Should unprivileged users be able to change their shell with lchsh on 5.3 and, if it matters, CentOS Directory Server? lchsh seems to require more open permissions than those which come with a default installation:
Error initializing libuser: could not open configuration file `/etc/default/useradd': Permission denied.
Matt
On Sun, May 31, 2009, Matt Harrington wrote:
Should unprivileged users be able to change their shell with lchsh on 5.3 and, if it matters, CentOS Directory Server? lchsh seems to require more open permissions than those which come with a default installation:
Personally I would not permit uses to change their shells, but require appropriate admin privileges. I have seen systems hacks made via webmin or usermin where the user's shell was changed from /bin/false to /bin/bash, then the account used to install user-level bots that definately should not have been there.

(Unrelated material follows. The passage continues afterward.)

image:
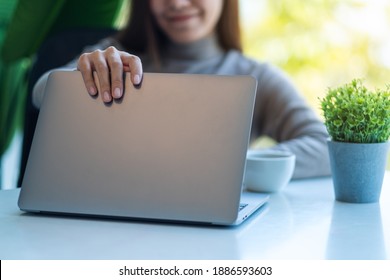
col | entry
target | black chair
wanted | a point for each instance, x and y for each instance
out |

Most of our customers are regional ISPs or small-to-medium businesses where most user accounts have /bin/false as their shells as the average user has no need for shell access. Any user who wants real shell access needs to ask specifically for it, and, in the case of the ISPs, be known to the ISP as somebody who isn't going to abuse or misuse the account, intentionally or through simple ignorance.
Bill
Bill Campbell wrote:
On Sun, May 31, 2009, Matt Harrington wrote:
Should unprivileged users be able to change their shell with lchsh on 5.3 and, if it matters, CentOS Directory Server? lchsh seems to require more open permissions than those which come with a default installation:
Personally I would not permit uses to change their shells, but require appropriate admin privileges. I have seen systems hacks made via webmin or usermin where the user's shell was changed from /bin/false to /bin/bash, then the account used to install user-level bots that definately should not have been there.
Any tool that changes the shell should have a whitelist of shells the user account must currently be set to or it exits, and probably should validate the new shell is in that white list as well before it changes it.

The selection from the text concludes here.